As you may know, you can extend PostgreSQL functionality by using PostgreSQL extensions. You can use different extensions to make PostgreSQL like an enterprise version and address specific needs. In this blog, we’ll see some of the most popular open source extensions in PostgreSQL and how it can be used to expand its capability.
PostgreSQL is the most advanced open source database. Every year, PostgreSQL community release a new version with some new features but there are many features developed using extensions which can be used for a particular use case.
Some of these extensions are very powerful and popular to build an enterprise-grade PostgreSQL environment.
The pg_stat_statements module provides a means for tracking execution statistics of all SQL statements executed by a PostgreSQL server. When the pg_stat_statements module is loaded, it tracks statistics across all databases of the server. The statistics gathered by the pg_stat_statements module are made available via a view named pg_stat_statements. You can check more details about pg_stat_statements functions and configuration parameter here.
PostGIS is an extension to the PostgreSQL database system which allows GIS (Geographic Information Systems) objects to be stored in the database. It includes support for GiST-based R-Tree spatial indexes, and functions for analysis and processing of GIS objects.
PostGIS is used for Spatial and Geographic objects for PostgreSQL. PostGIS adds types (geometry, geography, raster etc) to the PostgreSQL database. PostGIS also adds functions, operators, and index enhancements that apply to these spatial types. You can check the installation method here.
The postgres_fdw module provides the foreign-data wrapper postgres_fdw, which can be used to access data stored in an external PostgreSQL database servers. When there are two PostgreSQL databases, postgres_fdw refers to the table of the other database from one database. Once you define FOREIGN TABLE, you can do SELECT, INSERT, UPDATE, DELETE like a local database.
The functionality provided by postgres_fdw module overlaps substantially with the functionality of the older dblink module. But postgres_fdw module provides more transparent and standards-compliant syntax for accessing remote tables, and it can give better performance in many cases.

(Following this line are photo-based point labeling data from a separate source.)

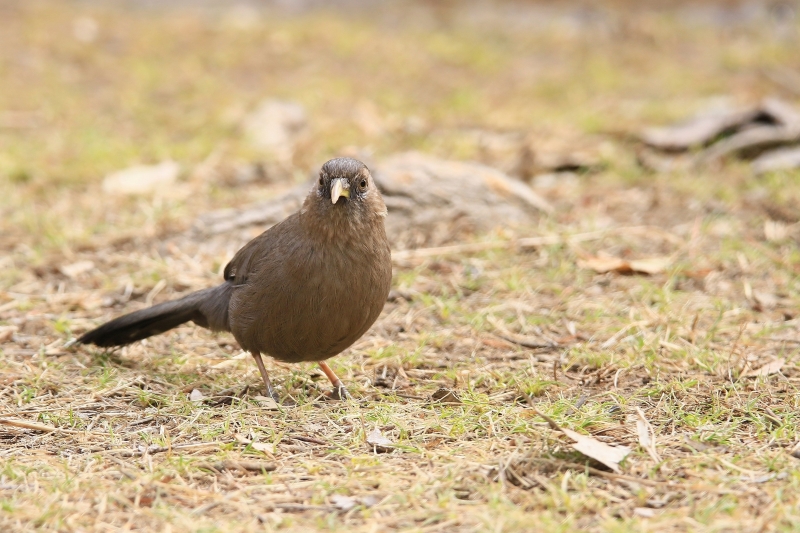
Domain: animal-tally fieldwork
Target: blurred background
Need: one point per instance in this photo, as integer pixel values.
(238, 101)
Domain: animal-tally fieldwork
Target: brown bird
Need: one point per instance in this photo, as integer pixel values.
(304, 290)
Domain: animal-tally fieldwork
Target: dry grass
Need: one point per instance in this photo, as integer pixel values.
(96, 441)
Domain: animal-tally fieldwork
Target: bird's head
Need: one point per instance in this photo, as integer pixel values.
(345, 188)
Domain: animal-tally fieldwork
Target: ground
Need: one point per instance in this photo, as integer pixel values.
(172, 434)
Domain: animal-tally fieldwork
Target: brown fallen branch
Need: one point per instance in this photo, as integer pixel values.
(23, 424)
(529, 242)
(242, 466)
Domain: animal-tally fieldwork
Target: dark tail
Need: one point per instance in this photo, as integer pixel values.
(207, 308)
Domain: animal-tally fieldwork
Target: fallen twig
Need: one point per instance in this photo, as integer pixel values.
(528, 242)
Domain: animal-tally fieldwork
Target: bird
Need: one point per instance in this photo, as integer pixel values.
(306, 289)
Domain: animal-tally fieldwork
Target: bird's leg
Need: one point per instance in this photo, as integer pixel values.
(267, 383)
(339, 392)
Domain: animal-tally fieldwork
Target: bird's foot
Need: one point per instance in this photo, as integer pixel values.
(338, 393)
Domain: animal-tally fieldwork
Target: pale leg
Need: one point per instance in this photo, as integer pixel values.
(267, 383)
(338, 387)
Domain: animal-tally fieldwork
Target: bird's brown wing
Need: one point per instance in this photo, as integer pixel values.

The main use case of the foreign tables is to make the data available to systems without replicating or duplicating it. There are even simple implementations of sharding using FDW, because data in the other shards can be available for queries though FDWs.
In Oracle, you can get the data from remote database tables using DBLinks but main difference between DBLinks and FDW is that FDW can maintain the meta data or table definition about foreign table locally.
Mysql_fdw is a PostgreSQL extension implements a Foreign Data Wrapper (FDW) for MySQL. Mysql_fdw module facilitates the use of PostgreSQL server as a client for MySQL Server, which means it can then fetch data from the MySQL database as a client. Currently, EnterpriseDB is maintaining this module on github.
The previous version of mysql_fdw was supported only read-only, but the latest version provides the write capability. The user can now issue insert, update and delete statements for the foreign tables using the mysql_fdw. It uses the PostgreSQL type casting mechanism to provide opposite typecasting between MySQL and PostgreSQL data types.
The hstore module implements hstore data type for storing key-value pairs in a single value in PostgreSQL. The hstore data type is very useful in many use cases, such as semi-structured data or rows with many attributes that are rarely queried. Note that keys and values are just text strings only.
Before working with hstore data type, you need to create the hstore extension which loads the contrib module to your PostgreSQL instance.
pgAudit is a PostgreSQL Audit Extension which provides detailed session and/or object audit logging via the standard PostgreSQL logging facility.
The main goal of the pgAudit module is to provide PostgreSQL users with the capability to produce audit logs often required to comply with government, financial, or ISO certifications.
Generally, an audit is an official inspection of an individual’s or organization’s accounts, typically by an independent body. The information gathered by pgAudit module is properly called an audit trail or audit log.
pgAudit module was developed to support PostgreSQL 9.5 and above versions.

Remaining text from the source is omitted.